Danedri Thompson
[email protected]
Builders will now have a guide prior to bringing plans to the Gardner Planning Commission and Gardner City Council.
Council members adopted design standards for new construction during a council meeting on Dec. 6.
Amy Kennard, city planner, said the standards will encourage high quality design that compliments the architecture, landscapes, history and culture of the Gardner community.
“Today, we do not have this level of detail,” assistant city administrator
Melissa Mundt told council. “This actually shows (developers) what we’re interested in up front.”
Kennard said as the planning commission considered design standards they wanted to create a policy that was flexible.
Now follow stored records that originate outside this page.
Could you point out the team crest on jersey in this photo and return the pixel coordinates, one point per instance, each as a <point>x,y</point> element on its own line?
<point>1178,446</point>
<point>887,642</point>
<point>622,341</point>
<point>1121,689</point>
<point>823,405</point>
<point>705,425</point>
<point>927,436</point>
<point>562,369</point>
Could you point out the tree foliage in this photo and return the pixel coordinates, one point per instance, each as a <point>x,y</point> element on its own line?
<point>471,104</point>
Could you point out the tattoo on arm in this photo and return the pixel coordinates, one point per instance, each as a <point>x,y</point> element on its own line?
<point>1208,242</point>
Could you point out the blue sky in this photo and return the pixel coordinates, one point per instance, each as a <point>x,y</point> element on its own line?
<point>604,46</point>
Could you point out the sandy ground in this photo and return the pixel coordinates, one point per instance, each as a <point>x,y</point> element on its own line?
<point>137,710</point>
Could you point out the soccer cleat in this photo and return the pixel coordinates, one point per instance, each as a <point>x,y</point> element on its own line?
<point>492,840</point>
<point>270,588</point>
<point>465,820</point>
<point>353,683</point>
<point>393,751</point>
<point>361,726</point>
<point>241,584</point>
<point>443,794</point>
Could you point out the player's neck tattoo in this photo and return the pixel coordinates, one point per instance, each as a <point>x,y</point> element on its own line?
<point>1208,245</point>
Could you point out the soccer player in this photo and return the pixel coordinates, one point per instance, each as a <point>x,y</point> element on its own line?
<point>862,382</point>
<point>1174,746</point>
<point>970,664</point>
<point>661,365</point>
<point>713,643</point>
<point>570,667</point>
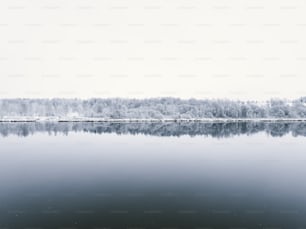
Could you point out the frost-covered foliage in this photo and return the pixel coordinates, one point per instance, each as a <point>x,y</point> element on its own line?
<point>156,108</point>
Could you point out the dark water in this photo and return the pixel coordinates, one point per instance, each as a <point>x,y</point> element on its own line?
<point>163,175</point>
Using nine principles of architectural design, the approved 20-page Design Standards document details what sorts of materials can be used for construction, how long a storefront awning can be and requires that developers submit a project-based color palette for approval.
For example, in the color section of the city’s design standards reads:
“Primary façade colors shall be low-reflecting and subtle. Intense, bright, or fluorescent colors are prohibited façade colors.”
The code requires that developments with more than one building have harmony. For example, the standards read: “Buildings in areas with an established architectural character that is consistent with the spirit and intent of the Gardner Design Standards (as determined by Community
Development Director or designee) shall be compatible with or complement the established character of the area in terms of individual elements that define the character.”
Now that the council and planning commission have addressed archictectual design elements through a series of amendments to the city’s building code,
Mundt told council members that city staff and the planning commission will address further areas of design including landscaping, site design, screening, signage and more.
Mundt said the architectural design standards were a long-term process.
“This partial item has taken 25 hours per week of (Kennard’s) time for the last six months,” Mundt said.
Planning Commissioners intend to begin addressing landscaping and screening in the city’s code in the early part of 2011.